In this document, we will examine some desirable extensions that some C compilers have implemented to make flexible array members ("FAMs") more usable, alternative options for compilers not implementing these extensions, and pose the question of whether a lack of a portable and straightforward way to automatically allocate memory for FAMs upon initialization is a deficiency in the ISO C standard.

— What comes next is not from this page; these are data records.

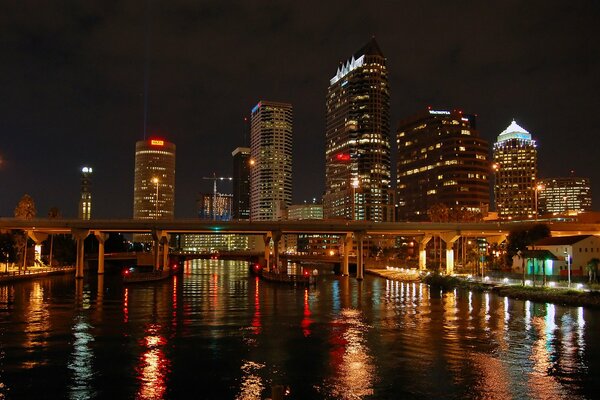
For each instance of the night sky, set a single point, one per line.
(72, 79)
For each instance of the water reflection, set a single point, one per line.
(353, 366)
(81, 364)
(153, 364)
(252, 384)
(37, 326)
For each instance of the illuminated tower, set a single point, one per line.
(85, 201)
(271, 154)
(241, 183)
(515, 164)
(442, 161)
(357, 143)
(154, 185)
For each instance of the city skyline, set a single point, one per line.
(74, 84)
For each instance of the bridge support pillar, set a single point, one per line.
(165, 245)
(423, 251)
(359, 237)
(267, 240)
(276, 238)
(449, 238)
(101, 239)
(347, 246)
(79, 235)
(157, 239)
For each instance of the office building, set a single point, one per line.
(565, 196)
(154, 182)
(241, 183)
(442, 164)
(214, 206)
(357, 142)
(271, 154)
(85, 199)
(515, 166)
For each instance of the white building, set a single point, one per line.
(580, 249)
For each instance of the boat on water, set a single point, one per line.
(304, 279)
(141, 274)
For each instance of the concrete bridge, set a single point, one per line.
(350, 233)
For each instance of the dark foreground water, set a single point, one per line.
(219, 333)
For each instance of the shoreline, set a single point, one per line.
(566, 297)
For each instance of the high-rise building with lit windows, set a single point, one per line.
(85, 199)
(442, 161)
(241, 183)
(515, 165)
(154, 184)
(565, 195)
(357, 142)
(271, 154)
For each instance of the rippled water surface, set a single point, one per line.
(217, 332)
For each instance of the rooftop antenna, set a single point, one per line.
(146, 66)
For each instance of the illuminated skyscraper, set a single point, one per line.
(566, 195)
(357, 143)
(515, 164)
(85, 201)
(442, 162)
(214, 208)
(154, 185)
(241, 183)
(271, 154)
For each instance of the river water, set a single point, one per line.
(217, 332)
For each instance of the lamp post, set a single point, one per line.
(568, 257)
(155, 180)
(355, 184)
(538, 187)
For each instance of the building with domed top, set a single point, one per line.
(515, 171)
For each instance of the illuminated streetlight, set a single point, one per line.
(538, 187)
(355, 184)
(155, 181)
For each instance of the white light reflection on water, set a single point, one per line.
(153, 365)
(354, 369)
(81, 364)
(252, 384)
(37, 326)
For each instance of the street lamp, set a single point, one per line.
(538, 187)
(568, 267)
(155, 181)
(355, 184)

FAMs are a feature introduced in the C99 standard. To motivate use cases, let's consider a deficient interface that could be helped by them: the Berkeley sockets API. With the sockets API, one fills in the following structure to create or connect to a UNIX domain socket:

#define _POSIX_C_SOURCE 200809L
#include <sys/un.h>
struct sockaddr_un {
	sa_family_t sun_family;
	char sun_path[/* unspecified size */];
}
This structure may also contain additional non-standard members which a portable application need not be concerned with. Here sun_family should always be set to the magic value AF_UNIX, and sun_path contains a not-necessarily null-terminated pathname in the filesystem for the socket. POSIX leaves the size of the sun_path array unspecified, and in fact it is not clear whether it is permitted to be a flexible array member. For the purposes of this discussion, we'll assume hereafter that sun_path is not a FAM, as is the case in every major implementation. (After all, the sockets API predates the introduction of FAMs.)

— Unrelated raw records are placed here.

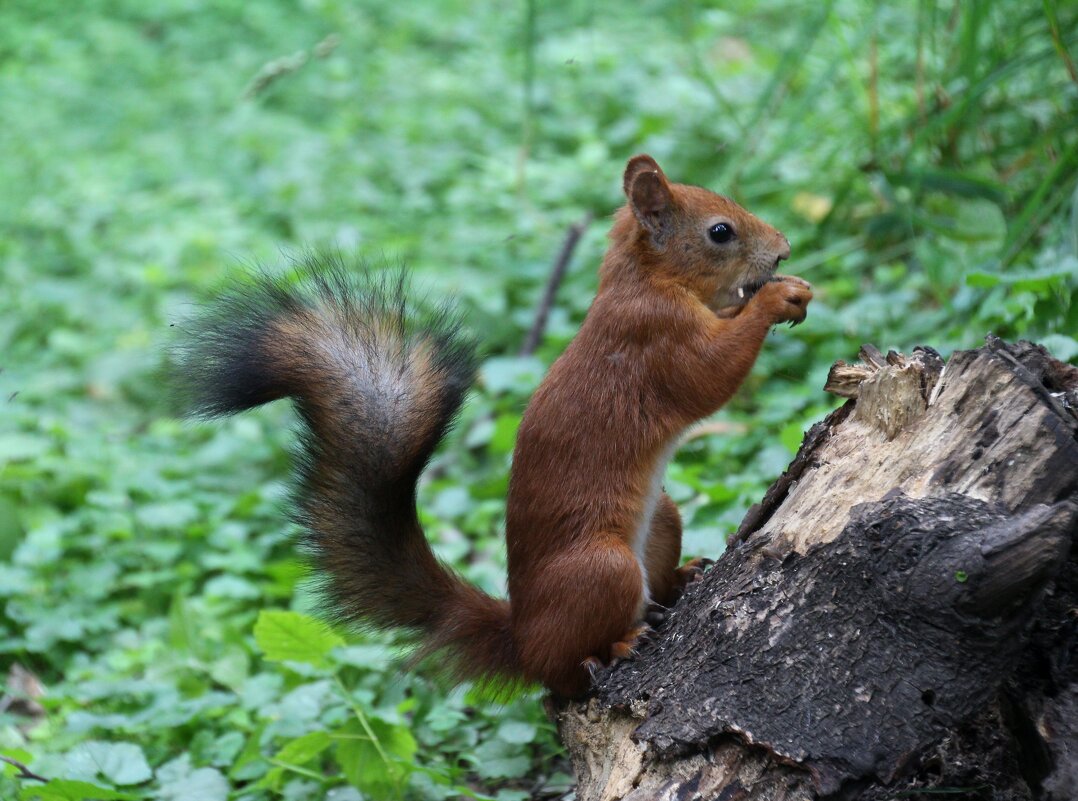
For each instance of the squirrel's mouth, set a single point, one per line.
(745, 291)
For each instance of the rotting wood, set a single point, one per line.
(899, 613)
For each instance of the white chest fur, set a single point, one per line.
(648, 511)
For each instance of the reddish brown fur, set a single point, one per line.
(651, 358)
(591, 537)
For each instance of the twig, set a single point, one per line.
(556, 274)
(24, 772)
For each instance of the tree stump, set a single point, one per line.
(897, 618)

In practice, sun_path is usually pretty small and its size is arbitrarily chosen by the standard library. This is quite an undesirable situation. If the pathname may contain multibyte characters, one may be limited to a pathname with as few as sizeof((struct sockaddr_un){0}.sun_path)/MB_LEN_MAX characters. If the size of the sun_path array were to be omitted in its declaration, and if it's the last member of a structure that has at least one other member, then it constitutes a flexible array member.

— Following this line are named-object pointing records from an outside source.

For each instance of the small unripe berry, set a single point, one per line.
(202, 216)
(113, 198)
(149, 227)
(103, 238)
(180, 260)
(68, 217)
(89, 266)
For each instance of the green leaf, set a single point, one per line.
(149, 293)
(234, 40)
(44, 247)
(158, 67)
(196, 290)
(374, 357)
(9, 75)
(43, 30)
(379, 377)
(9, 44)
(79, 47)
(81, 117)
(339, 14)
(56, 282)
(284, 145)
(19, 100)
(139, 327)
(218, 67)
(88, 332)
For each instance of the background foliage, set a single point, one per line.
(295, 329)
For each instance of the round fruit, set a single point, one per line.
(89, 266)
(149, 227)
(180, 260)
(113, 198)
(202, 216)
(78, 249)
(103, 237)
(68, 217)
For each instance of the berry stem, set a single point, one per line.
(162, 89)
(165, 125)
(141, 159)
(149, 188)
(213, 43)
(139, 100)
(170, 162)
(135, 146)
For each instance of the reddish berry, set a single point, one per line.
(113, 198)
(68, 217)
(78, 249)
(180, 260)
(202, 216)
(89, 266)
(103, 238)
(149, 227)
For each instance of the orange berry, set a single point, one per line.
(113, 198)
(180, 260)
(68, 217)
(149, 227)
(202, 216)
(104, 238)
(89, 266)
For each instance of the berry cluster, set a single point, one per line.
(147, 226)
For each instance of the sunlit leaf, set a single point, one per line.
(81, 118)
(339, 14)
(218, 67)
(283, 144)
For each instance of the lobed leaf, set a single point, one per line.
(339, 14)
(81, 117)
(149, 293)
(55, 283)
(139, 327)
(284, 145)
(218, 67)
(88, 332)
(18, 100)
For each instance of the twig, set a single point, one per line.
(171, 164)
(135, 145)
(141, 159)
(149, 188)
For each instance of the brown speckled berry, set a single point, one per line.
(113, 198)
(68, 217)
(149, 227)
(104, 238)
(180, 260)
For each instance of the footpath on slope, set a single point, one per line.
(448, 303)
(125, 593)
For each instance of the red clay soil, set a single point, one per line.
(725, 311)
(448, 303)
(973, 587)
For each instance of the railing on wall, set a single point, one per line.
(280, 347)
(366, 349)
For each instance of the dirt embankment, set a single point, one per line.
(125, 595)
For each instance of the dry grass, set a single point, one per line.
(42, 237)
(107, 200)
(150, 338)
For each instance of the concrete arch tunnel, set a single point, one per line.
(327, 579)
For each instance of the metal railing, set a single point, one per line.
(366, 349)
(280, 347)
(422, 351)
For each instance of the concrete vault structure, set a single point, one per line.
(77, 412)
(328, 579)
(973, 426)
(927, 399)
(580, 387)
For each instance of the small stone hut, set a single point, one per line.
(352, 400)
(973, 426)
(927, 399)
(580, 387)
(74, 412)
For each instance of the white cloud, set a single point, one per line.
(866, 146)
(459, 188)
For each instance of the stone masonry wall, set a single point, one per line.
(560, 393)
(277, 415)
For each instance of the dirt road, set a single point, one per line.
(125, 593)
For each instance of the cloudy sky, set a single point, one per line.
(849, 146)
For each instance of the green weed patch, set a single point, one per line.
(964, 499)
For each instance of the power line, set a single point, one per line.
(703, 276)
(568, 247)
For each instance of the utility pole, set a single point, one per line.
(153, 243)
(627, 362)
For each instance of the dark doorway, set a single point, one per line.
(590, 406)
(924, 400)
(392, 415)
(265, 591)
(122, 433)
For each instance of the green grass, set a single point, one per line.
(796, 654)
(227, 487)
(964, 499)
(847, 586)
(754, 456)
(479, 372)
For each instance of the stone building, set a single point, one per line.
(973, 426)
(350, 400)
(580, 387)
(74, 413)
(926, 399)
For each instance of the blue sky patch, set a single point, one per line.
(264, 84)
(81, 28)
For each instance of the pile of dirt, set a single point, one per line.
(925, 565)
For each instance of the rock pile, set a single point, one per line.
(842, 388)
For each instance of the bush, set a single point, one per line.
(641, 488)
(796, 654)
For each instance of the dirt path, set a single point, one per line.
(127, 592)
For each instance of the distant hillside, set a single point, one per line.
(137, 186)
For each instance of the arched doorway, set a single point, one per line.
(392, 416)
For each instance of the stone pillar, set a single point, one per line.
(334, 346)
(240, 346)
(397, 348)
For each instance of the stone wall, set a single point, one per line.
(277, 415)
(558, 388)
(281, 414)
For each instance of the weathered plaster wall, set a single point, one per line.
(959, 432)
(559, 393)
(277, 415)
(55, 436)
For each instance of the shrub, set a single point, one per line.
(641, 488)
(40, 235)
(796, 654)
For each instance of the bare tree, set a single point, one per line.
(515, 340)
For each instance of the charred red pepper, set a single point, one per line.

The concept is that you can allocate extra memory at the end of the structure to provide as much room for the flexible array member as one wishes, and in this way the flexible array member provides a name for this extra room. One could then use it like this (error checking omitted for brevity):

#define _POSIX_C_SOURCE 200809L
#include <stdlib.h>
#include <string.h>
#include <sys/un.h>

#define PATH "/run/foo/bar/socket"
int main(void) {
	/* Note that sizeof() returns the size of the structure as if the flexible
	 * array member were not there (since the compiler doesn't know the size of
	 * the memory that we're managing for it), except that there might be extra
	 * padding at the end as necessary to satisfy alignment requirements. */
	struct sockaddr_un *const addr = malloc(sizeof(*addr) + sizeof(PATH));

	/* This seems to be the only strictly conforming way to clear
	 * out the non-standard members of the structure. An all-bits-zero
	 * representation (i.e. the product of using memset()) need not be
	 * the same thing as what we'd get with default initialization. */
	memcpy(addr, &(struct sockaddr_un){.sun_family = AF_UNIX}, sizeof(struct sockaddr_un));
	memcpy(&addr->sun_path, PATH, sizeof(PATH));
	/* do something with our structure */
}

However, for most usages dynamic allocation is overkill. If the string or its length is known at compile-time, we'd like to simply do

struct sockaddr_un addr = {
	.sun_family = AF_UNIX,
	.sun_path = "/run/foo/bar/socket"
};
Unfortunately if sun_path is a flexible array member, this is no longer possible in strictly conforming ISO C. When a structure with a FAM is automatically allocated, it is given no room for the FAM, but there is little sense in not "doing the right thing" when an explicit initializer is provided, as is done here. Some compilers such as TinyCC support this as an extension: if an initializer is provided for a FAM, then the appropriate amount of room is allocated.

If an initializer is known to have a fixed size, then a disgusting but portable and strictly-conforming way to get exactly what we want is to do our own "memory management" on the stack using a union. We can create an array of char that is big enough to provide enough room for our structure with its flexible array member.

#define _POSIX_C_SOURCE 200809L
#include <string.h>
#include <sys/un.h>

#define PATH "/run/foo/bar/socket"
int main(void) {
	union {
		struct sockaddr_un addr;
		char spc[sizeof(struct sockaddr_un) + sizeof(PATH)];
	} addr = {0};
	addr.addr.sun_family = AF_UNIX;
	memcpy(&addr.addr.sun_path, PATH, sizeof(PATH));
}

Given that this is possible, it makes one wonder why this isn't supported in a more clean way directly in C. With a GCC extension, variable-length arrays inside unions and structures, a similar trick works to allocate a variable amount of space for the flexible array member. This might be useful where malloc() is not available and where the structure with the flexible array member is only needed within a block of code.